Kahlon and Dr. Ferguson both offered examples that emphasize children’s behavior as good or bad, both of which can be harmful.

  • You’re being bad/naughty: “This type of labeling can be harmful to a child’s self-esteem and may lead them to internalize negative beliefs about themselves. Instead of labeling the behavior, try addressing it specifically and focusing on positive reinforcement for desired behavior,” Kahlon says.
  • Were you good today?: “This phrase gives the message that parental attention and/or affection is only provided when behaving well,” Dr. Ferguson says. She adds that this phrase also ignores the fact that it’s normal for moods to fluctuate and that even kids can have “tough days.” Instead, she recommends asking your child what they found challenging today, or what their wins or successes were. “For young children, you can even ask them what made them happy today and what made them sad,” she says.

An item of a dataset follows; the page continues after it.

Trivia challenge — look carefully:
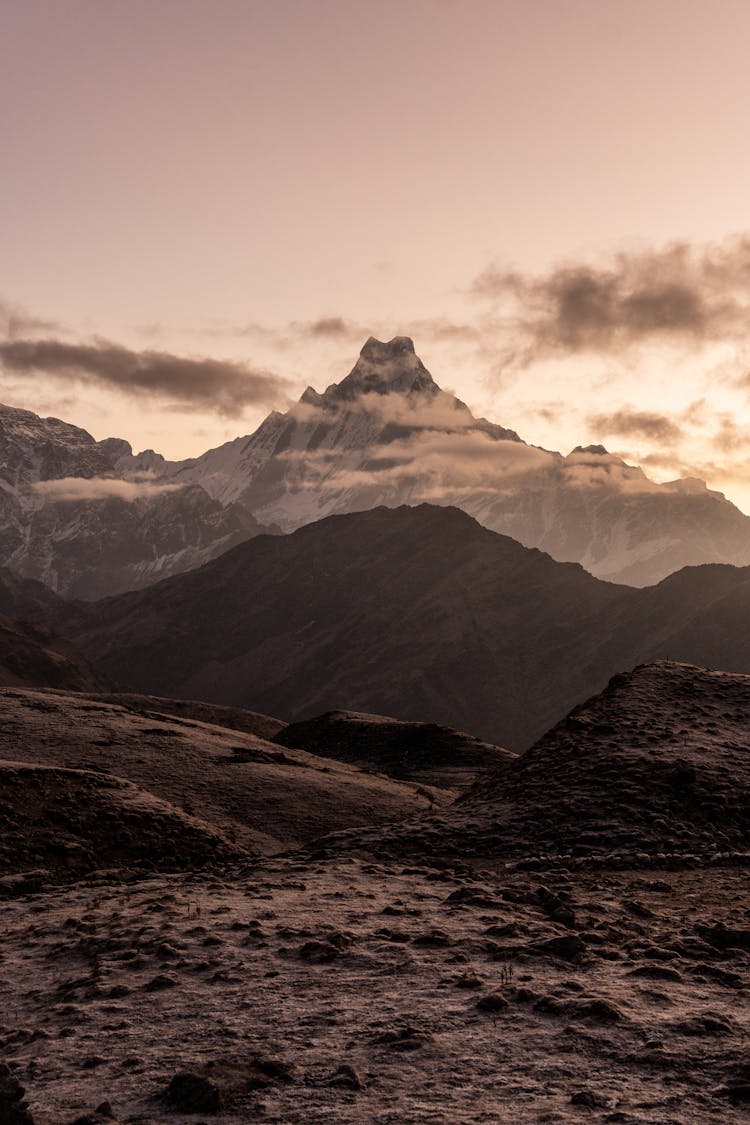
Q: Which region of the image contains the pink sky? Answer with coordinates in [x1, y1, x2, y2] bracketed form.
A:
[0, 0, 750, 511]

  • Make sure you behave: Dr. Ferguson says that many times we say this with good intentions, hoping to promote positive behavior. “This statement can often be ineffective because it is not specific enough for what we want out of a child’s behaviors.” In the adult world, she compares it to getting a new assignment from your supervisor, who simply says “Do a good job” without offering any guidance on how to achieve that goal. “Instead, try giving 2-3 specific behaviors for children to focus on. For example, when walking into a new environment, remind your child to 1. Use walking feet, 2. Keep hands in your pockets, 3. Use an inside voice,” she says. This way, you’re setting up your child for success.